Il y a des
livres qu'on n'aurait jamais lu si les hasards de calendriers
n'existaient pas. Pour celui-ci, c'est vraiment le cas. J'ai repéré
ce roman dans ma librairie préférée quelques jours après celui où Ys
annonçait son challenge Les 12 d'Ys. Du coup, je me suis engagée à
y participer... sans me rendre compte de l'immense tâche qui
m'attendait.
Ys, tu
m'excuseras : ce billet sera peut-être le seul de ce challenge
monumental que tu as imaginé : lire 12 livres dans chacune des 12
catégories que tu as créées.
Ceci dit,
malgré l'étendue de mon incompétence en la matière, j'ai quand
même réussi à aller au bout de ce roman-ci, et rien que pour ça,
je suis ravie de m'être engagée dans cette folle aventure.
Le Rêve du
Celte, c'est le titre d'un poème écrit par Roger Casement,
diplomate britannique de la fin du 19e siècle, mort durant la
première guerre mondiale, non au front mais pendu pour trahison.

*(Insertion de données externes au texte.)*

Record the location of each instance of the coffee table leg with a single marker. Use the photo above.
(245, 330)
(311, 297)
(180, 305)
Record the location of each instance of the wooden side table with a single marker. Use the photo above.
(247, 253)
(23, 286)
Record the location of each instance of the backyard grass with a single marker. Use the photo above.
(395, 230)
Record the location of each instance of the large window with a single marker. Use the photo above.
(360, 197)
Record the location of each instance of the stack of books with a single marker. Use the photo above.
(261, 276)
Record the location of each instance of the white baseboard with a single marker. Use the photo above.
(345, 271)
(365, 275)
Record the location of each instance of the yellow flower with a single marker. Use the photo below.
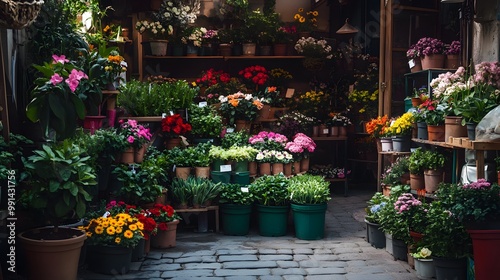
(128, 234)
(99, 229)
(110, 231)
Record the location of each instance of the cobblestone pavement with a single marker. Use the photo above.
(342, 254)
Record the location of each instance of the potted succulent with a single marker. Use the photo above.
(271, 195)
(374, 235)
(433, 163)
(476, 206)
(309, 195)
(58, 176)
(111, 240)
(236, 207)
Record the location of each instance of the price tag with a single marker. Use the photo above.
(411, 63)
(225, 168)
(289, 92)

C'est ici son histoire qui nous est brillamment racontée, depuis son
enfance en Grande Bretagne jusqu'à sa mort. Entre les deux, Roger
Casement a vécu plus de 20 ans au Congo Belge, puis a fait
plusieurs séjours en Amérique du Sud (en Amazonie en particulier,
mais aussi au Brésil par exemple). En tant que diplomate, il s'est
attaché à défendre les droits des populations indigènes qu'il a
rencontrées sur place. Il avait en effet pu voir à quel point
ceux-ci étaient opprimés, massacrés, humiliés, torturés,
exploités au nom de la colonisation, tant au Congo qu'en Amazonie.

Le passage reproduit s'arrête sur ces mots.